Development of Madhesh (Editorial)

Editorial

    5-11-2018   

Nepal has adopted a cooperative federalism that focuses on the internal unity and equal development of all provinces through a judicious allocation of national wealth. The primary aim is to empower the grassroots democracy and enhance the people’s active participation in the key policy formulation and development endeavours. Federalism allows regional self-rule and brings the rulers and the ruled closer. In a diverse society, it seeks to minimise the inter-community conflicts as provincial governments are expected to be flexible to sort out the emerging socio-economic challenges at hand.

Proper allocation of power and resource remains a critical task under a functional federal setup. Mutual collaboration, cooperation and high understanding will be necessary to effectively oil the federal wheel in the country that has witnessed political stability following lingering transition.
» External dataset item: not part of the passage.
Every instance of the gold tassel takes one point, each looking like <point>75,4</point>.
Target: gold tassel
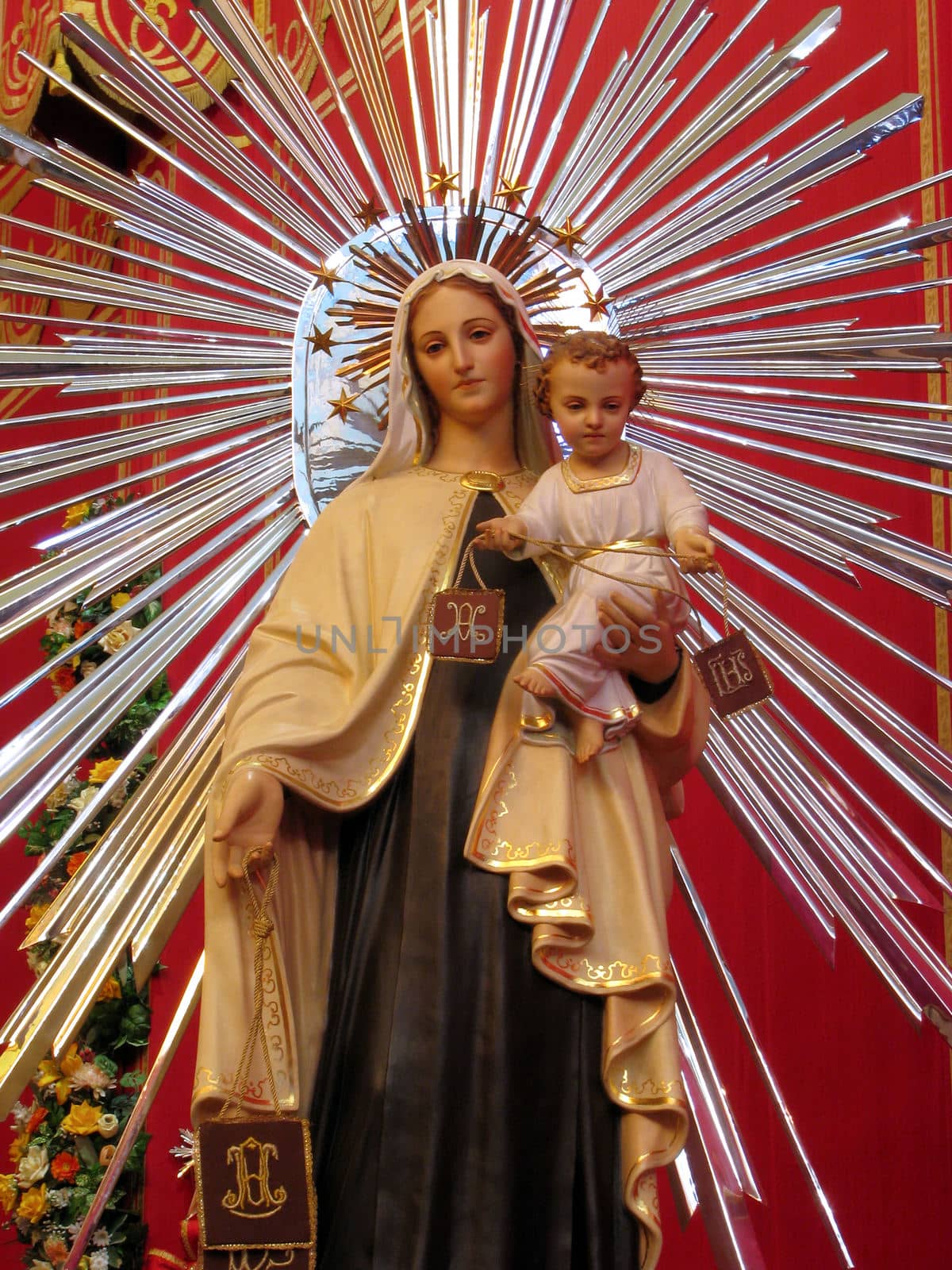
<point>63,67</point>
National unity, not conflict, helps usher in a new era of prosperity. If the country under the republican setup gets embroiled in another round of political bickering, federalism may simply falter and fail. To avert this risk, the centre and the provinces need to work in tandem to realise their common goals.
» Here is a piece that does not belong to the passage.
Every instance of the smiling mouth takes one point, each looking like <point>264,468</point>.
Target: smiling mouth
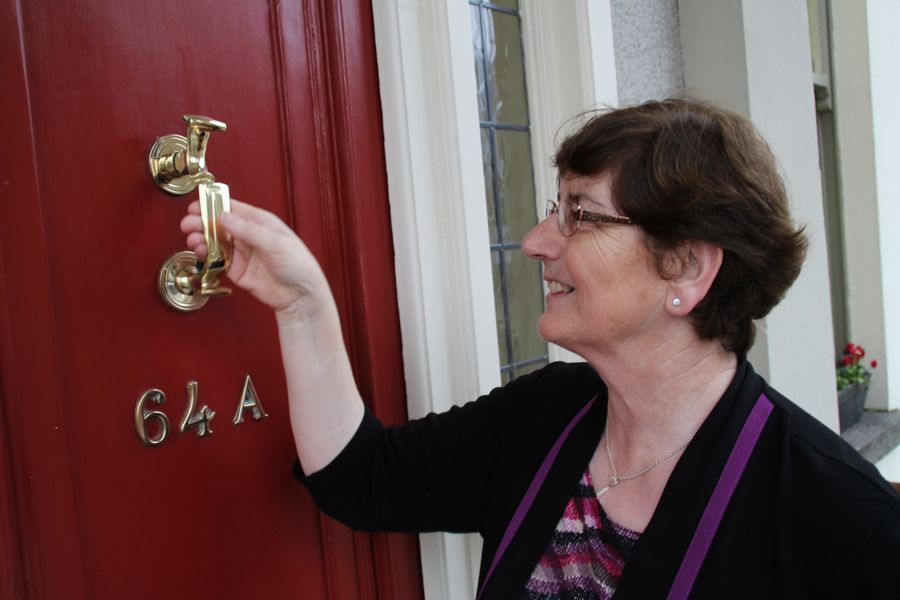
<point>556,287</point>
The other day, chairman of Communist Party of Nepal Pushpa Kamal Dahal Prachanda rightly observed that national unity holds the key to the all-round development of Terai/Madhes in the southern part of country. Addressing a function organised to mark Dashain, Tihar and Chhath in Janakpur, he laid emphasis on broader national unity and ethnic harmony to ensure the dignity of Madhesi people and prosperity of Province 2 comprising eight core Madhes districts bordering India. Prachanda pulled no punches when he said that the federal government would not tolerate any activities that scuttle the national unity and territorial integrity. In an apparent reference to some disruptive forces, he noted that those conspiring to break the Terai from the country were only doing disservice to the Madhesi people.

Some diabolic elements have been hell-bent on spreading the heresies of separate Madhes at the behest of foreign forces. Such an act openly challenges the national security and geographical unity. This is indeed another ploy to push the Terai flatland into an endless sequence of conflict and its people into entrenched penury. Terai’s major problems are poverty, unemployment, ignorance, backwardness, superstition, exploitation and lack of basic infrastructure. Despite being known as the nation’s basket of grain, it lacks timely irrigation, fertilizer, equipment and other necessary agro technologies. If the irrigation service is provided to farmers in time, Terai will see a green revolution and make the country self-reliant in foods and vegetables.


Against this backdrop, the Oli government has accorded topmost priority to the development of the Terai region. During his first premiership, his government allocated the biggest amount of budget for the Terai region for its overall economic development. This debunks the myth that Terai has been undermined by the centre. According to Prachanda, the government is to start building a Sunkoshi-Kamala diversion so as to irrigate the vast swath of fertile land across the Terai. Likewise, it is set to supply drinking water from Triyuga River of Udayapur to the residents of Province 2.

These development initiatives come to fruition if both federal and provincial governments work hand in hand. Both are expected to get engaged in constructive collaboration so that national unity is buttressed and overarching goal of inclusive prosperity is achieved.